My men had faced spears before, and they knew how to use their own. We formed a defensive wall by locking our shields together and put out a bristling hedgehog front with our long spears. I took a spear and butted my shield next to Magro’s, at the end of our line. I could feel my heart pounding; my palms were slippery with sweat.
The Trojans attacked us with reckless fury, practically leaping on our spear p
oints. They fought to save their city. We fought for our lives. There was no way for us to retreat without being butchered. We either held our foothold on the wall or we died.
Our shield wall buckled under their ferocious attack. We were forced a step back, then another. A heavy bronze spear point crashed over the top of my shield, missing my ear by a finger’s width. I thrust my spear into the belly of that man: his face went from shocked surprise to the final agony of death in the flash of a heartbeat.

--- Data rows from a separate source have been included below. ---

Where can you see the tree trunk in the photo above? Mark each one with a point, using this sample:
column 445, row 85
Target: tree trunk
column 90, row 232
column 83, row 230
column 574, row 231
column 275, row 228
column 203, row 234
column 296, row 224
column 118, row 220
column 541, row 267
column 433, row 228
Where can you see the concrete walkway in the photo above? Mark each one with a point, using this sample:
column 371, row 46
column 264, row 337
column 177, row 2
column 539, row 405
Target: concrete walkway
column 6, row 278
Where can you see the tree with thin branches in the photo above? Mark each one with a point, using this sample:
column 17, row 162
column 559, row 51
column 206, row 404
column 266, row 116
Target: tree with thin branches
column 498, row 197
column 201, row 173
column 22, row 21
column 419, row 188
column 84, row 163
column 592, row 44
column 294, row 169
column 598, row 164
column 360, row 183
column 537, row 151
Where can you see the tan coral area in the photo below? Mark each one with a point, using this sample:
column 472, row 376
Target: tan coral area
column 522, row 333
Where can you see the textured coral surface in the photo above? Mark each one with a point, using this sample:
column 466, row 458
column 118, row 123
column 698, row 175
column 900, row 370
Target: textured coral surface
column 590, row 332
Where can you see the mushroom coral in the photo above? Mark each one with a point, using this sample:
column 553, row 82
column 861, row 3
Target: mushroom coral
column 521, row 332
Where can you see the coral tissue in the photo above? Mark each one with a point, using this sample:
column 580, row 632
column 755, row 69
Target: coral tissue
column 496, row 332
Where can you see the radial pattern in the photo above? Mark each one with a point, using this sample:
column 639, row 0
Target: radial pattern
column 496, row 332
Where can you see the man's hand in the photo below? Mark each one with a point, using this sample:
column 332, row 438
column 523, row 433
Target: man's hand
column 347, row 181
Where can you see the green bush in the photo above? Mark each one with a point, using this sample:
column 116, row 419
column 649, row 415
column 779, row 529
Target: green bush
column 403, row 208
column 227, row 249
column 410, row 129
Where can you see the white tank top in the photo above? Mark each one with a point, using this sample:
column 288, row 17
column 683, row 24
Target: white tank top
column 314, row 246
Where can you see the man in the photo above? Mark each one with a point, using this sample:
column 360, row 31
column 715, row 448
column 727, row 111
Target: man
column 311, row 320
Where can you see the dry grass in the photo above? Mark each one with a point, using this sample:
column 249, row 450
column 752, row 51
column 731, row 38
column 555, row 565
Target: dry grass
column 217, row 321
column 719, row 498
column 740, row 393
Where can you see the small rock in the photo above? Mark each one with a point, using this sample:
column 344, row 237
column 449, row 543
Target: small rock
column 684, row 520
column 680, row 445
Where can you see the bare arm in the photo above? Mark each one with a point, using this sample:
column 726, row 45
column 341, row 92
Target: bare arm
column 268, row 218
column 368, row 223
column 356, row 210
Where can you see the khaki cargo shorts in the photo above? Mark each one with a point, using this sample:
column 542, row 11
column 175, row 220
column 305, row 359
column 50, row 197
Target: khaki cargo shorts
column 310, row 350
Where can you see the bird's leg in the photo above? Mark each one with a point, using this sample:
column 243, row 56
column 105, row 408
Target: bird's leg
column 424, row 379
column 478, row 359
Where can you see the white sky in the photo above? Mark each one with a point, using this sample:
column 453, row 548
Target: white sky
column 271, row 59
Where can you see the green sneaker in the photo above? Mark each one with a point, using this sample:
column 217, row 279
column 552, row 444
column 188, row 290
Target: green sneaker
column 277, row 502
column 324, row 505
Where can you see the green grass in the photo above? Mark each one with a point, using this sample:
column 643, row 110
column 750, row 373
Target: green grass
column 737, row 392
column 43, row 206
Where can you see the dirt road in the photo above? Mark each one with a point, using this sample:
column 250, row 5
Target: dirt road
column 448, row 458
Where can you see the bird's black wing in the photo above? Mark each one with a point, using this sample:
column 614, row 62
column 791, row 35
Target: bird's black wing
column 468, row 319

More Trojans were scrambling up the ladders to the platform, strapping armor over their nightclothes as they ran. These were the nobility, the cream of their fighting strength. I could tell from the gaudy plumes of the helmets they were putting on and the burnished bronze of their breastplates glinting in the light of the new day.
Farther off, archers were kneeling as they fired flaming arrows at our tower. Others fired at us. An arrow chunked into my shield. Another hit Harkan, two men down from me, in his leg. He staggered backward and let his shield drop. Instantly a Trojan drove his spear through Harkan’s unprotected chest.
Their archers began lofting their shots to get over our wall of shields. Flaming arrows fell among us. Men screamed and fell to the wooden flooring, their clothes and flesh on fire.
The barrage of arrows would quickly break our shield wall and what was left of my men would go down under the weight of Trojan numbers. I felt a burning fury rise inside me, a rage against those archers who knelt a safe distance away and tried to kill us at their leisure. Call it battle fury, call it bloodlust, I felt a flame of hatred and rage that I had never experienced before.
“Hold here,” I shouted to Magro. Before he could do more than grunt I drove forward, surprising the Trojans in front of me. Grasping my spear in two hands, level with the floor, I pushed four of them off their feet and slipped between the others, dodging their clumsy thrusts as they half-turned to slash at me. I killed one of them; Magro and the rest of my men pushed forward and killed several more. The Trojans quickly turned back to face my advancing men.